Most optimized way to calculate modulus in C

Question

I have minimize cost of calculating modulus in C. say I have a number x and n is the number which will divide x

when n == 65536 (which happens to be 2^16):

mod = x % n (11 assembly instructions as produced by GCC) or
mod = x & 0xffff which is equal to mod = x & 65535 (4 assembly instructions)

so, GCC doesn't optimize it to this extent.

In my case n is not x^(int) but is largest prime less than 2^16 which is 65521

as I showed for n == 2^16, bit-wise operations can optimize the computation. What bit-wise operations can I preform when n == 65521 to calculate modulus.

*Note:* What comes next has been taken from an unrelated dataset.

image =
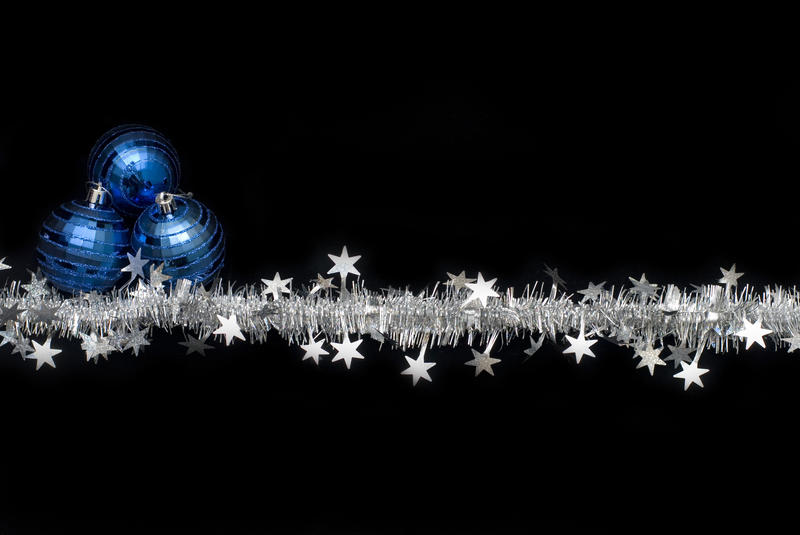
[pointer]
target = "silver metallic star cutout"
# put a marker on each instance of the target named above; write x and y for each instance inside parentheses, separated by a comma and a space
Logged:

I can't imagine that any C compiler implements integer `%` as anything other than an `IDIV` (see Krystian's answer), a single instruction, apart from setup. I have little doubt that there is no algorithm that can obtain the result faster on the same CPU. — Carl Smotricz, Apr 18 '10 at 09:22
Did you turn -O2 on? Did you add `const` keyword to `n` declaration? — P Shved, Apr 18 '10 at 09:30
@Carl, Just because it is a single instruction doesn't mean that it will be the fastest you can get. Case in point, back in 2000 it was possible to calculate sqrt by doing several operations in plain c code (no assembly required) and beat the processor in both speed and accuracy (I think newer processors use the same trick internally now). A single instruction won't necessarily take a single cycle to compute! — Grant Peters, Apr 18 '10 at 10:48
@Pavel: I had a very similar question a while back, why something wasn't being optimised. In my case `n` needed to be const in GCC 3.something, but not 4.3. — Steve Jessop, Apr 18 '10 at 11:07
@Carl: It's actually common for compilers to optimize division or remainder operations by a compile-time constant. Typically a remainder operation is turned into a sequence involving a couple of multiplications, some shifts, and possibly an addition or two. Google for 'Division by Invariant Integers using Multiplication' by Granlund and Montgomery for some of the original work in this area. — Mark Dickinson, Apr 18 '10 at 11:10
Also note that a modulo operation with a compile time constant as modulus is easier to implement if the arguments are unsigned. Doing this with signed arguments requires some extra instructions. — Accipitridae, Apr 18 '10 at 11:37
How did you run gcc? When I wrote a function to return the modulus of a number by 65536 gcc came up with a single instruction: `movzwl %di, %eax` which I thought was pretty neat. — CB Bailey, Apr 18 '10 at 12:10
@Mark: You're right, of course. I failed to read from the description that the divisor would be known ahead of time, i.e. constant. — Carl Smotricz, Apr 19 '10 at 06:45
Actual compiler output (optimized and un-optimized): https://godbolt.org/g/yjvoru. It costs a lot of extra instructions to do signed `x % 65536` efficiently with C semantics, because it's not the same thing as `x & 65535`. Still, it's not 11 instructions. It's 6 in optimized code, and if your bad counting method is adding 3 instructions on top of `and r32, 0xffff` or `movzx eax, di`, that only gets you up to "9" for optimized signed `%` so you're doing something weird. (Assuming you were targeting x86). Maybe you used a compiler even older than what godbolt has (gcc 4.4.7 is the oldest) — Peter Cordes, Sep 19 '17 at 11:51

score 27 · Answer 1 · edited Oct 13 '20 at 07:48

First, make sure you're looking at optimized code before drawing conclusion about what GCC is producing (and make sure this particular expression really needs to be optimized). Finally - don't count instructions to draw your conclusions; it may be that an 11 instruction sequence might be expected to perform better than a shorter sequence that includes a div instruction.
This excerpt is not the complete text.